Department of Computer Science and Engineering, Manipal Institute of Technology, MAHE, Manipal, India.
Expert Opin Drug Discov. 2022 Oct;17(10):1071-1079. doi: 10.1080/17460441.2023.2134340. Epub 2022 Oct 17.
Deep learning approaches have become popular in recent years in de novo drug design. Generative models for molecule generation and optimization have shown promising results. Molecules trained on different chemical data could regenerate molecules that were similar to the query molecule, thus supporting lead optimization. Recurrent neural network-based generative models have demonstrated application in low-data drug discovery, fragment-based drug design and in lead optimization.
In this review, we have provided an overview of recurrent neural network models and their variants for molecule generation with recent examples. The input representation of molecules as SMILES and molecular graphs have been discussed. The evaluation benchmarks and metrics used in generative neural network models are also highlighted. For this, ScienceDirect, Web of Science, and Google Scholar databases were searched with the article's keywords and their combinations to retrieve the most relevant and up-to-date information.
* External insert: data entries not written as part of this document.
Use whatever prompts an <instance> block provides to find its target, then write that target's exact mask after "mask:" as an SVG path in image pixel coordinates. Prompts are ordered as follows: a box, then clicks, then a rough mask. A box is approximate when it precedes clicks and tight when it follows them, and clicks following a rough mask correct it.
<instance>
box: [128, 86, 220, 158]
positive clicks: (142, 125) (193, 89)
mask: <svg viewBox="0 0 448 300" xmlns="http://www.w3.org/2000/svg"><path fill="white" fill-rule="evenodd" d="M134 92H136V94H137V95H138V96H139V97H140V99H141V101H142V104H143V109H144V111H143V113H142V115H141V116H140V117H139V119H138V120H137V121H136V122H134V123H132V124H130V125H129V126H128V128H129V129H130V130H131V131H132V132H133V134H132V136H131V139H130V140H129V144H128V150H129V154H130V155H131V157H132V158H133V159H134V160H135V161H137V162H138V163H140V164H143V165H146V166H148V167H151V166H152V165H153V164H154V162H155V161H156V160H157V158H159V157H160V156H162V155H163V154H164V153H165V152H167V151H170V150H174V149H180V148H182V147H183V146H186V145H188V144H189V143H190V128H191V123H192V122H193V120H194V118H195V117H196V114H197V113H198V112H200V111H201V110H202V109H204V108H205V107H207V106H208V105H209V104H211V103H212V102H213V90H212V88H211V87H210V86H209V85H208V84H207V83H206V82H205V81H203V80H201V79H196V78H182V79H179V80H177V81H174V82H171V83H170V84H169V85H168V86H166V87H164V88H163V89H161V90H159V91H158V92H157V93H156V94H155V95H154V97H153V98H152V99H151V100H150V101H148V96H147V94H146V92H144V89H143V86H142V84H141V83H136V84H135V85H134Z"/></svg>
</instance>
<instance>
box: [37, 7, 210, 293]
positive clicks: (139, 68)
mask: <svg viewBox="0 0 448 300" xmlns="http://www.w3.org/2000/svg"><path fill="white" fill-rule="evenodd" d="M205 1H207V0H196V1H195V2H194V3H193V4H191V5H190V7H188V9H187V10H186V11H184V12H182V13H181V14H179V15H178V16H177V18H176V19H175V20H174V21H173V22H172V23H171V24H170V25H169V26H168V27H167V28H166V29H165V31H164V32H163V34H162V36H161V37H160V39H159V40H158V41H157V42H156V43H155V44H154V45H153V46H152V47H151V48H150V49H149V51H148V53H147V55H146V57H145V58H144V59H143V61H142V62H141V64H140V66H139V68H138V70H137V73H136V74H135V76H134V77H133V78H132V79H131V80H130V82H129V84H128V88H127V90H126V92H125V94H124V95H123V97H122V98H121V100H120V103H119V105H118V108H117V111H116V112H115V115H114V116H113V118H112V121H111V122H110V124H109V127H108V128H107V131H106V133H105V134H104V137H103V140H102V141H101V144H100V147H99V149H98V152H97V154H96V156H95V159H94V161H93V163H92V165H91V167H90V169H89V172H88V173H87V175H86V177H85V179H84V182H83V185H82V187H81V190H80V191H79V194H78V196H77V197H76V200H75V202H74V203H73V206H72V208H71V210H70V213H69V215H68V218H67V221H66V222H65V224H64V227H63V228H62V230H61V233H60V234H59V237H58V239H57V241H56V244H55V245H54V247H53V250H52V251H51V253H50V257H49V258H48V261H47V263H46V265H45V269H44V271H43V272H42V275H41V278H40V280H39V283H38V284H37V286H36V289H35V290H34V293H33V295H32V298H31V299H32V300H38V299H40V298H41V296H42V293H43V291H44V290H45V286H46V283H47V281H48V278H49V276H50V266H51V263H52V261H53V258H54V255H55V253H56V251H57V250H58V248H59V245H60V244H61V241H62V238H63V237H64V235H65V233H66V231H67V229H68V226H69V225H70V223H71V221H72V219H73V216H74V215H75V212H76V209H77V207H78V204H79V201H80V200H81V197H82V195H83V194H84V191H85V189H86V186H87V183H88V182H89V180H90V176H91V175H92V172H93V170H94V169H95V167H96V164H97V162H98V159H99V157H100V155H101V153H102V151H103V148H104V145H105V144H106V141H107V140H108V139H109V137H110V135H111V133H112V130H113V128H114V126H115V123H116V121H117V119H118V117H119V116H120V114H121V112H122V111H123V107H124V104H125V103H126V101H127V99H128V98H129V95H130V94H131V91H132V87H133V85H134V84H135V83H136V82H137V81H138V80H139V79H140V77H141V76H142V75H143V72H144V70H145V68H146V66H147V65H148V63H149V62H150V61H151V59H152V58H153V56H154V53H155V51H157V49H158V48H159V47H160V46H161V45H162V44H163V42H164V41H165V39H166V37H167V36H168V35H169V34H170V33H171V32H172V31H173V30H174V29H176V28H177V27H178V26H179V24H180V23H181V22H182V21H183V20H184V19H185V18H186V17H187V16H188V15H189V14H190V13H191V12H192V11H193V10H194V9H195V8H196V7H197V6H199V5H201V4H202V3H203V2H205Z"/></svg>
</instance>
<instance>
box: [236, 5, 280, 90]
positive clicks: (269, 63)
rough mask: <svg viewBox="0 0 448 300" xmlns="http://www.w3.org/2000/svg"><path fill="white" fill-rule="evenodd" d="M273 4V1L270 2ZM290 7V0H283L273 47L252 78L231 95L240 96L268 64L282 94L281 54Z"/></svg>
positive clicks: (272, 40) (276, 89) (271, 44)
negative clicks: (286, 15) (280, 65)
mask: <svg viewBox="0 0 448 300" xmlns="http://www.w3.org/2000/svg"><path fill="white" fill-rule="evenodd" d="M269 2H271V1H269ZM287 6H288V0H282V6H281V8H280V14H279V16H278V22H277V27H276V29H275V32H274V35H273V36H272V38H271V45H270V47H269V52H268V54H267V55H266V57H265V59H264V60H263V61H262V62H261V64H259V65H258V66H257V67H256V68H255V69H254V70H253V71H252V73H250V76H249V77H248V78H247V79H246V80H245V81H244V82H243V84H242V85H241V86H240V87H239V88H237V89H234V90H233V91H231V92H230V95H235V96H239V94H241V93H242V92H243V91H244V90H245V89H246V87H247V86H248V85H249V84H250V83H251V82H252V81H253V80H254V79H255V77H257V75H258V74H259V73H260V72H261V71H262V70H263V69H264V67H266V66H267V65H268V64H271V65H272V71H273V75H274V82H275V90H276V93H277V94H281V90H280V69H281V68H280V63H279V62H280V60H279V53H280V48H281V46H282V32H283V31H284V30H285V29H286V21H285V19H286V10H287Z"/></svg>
The simplicity of SMILES notation makes it suitable for training a sequence-based model such as a recurrent neural network. However, models that could be trained on molecular graphs to generate molecular structures which could be synthesized could open new possibility for valid molecule generation and synthetic feasibility.
近年来,深度学习方法在从头药物设计中变得流行。用于分子生成和优化的生成模型已经显示出有希望的结果。在不同化学数据上训练的分子可以重新生成与查询分子相似的分子,从而支持先导优化。基于递归神经网络的生成模型已经在数据量少的药物发现、基于片段的药物设计和先导优化中得到了应用。
在这篇综述中,我们提供了用于分子生成的递归神经网络模型及其变体的概述,并提供了最近的示例。讨论了将分子作为 SMILES 和分子图的输入表示。还强调了生成神经网 络模型中使用的评估基准和指标。为此,我们在 ScienceDirect、Web of Science 和 Google Scholar 数据库中使用文章的关键词及其组合进行了搜索,以检索最相关和最新的信息。
SMILES 符号的简单性使其适合于训练基于序列的模型,例如递归神经网络。然而,能够在分子图上进行训练以生成可合成的分子结构的模型可能为有效分子生成和合成可行性开辟新的可能性。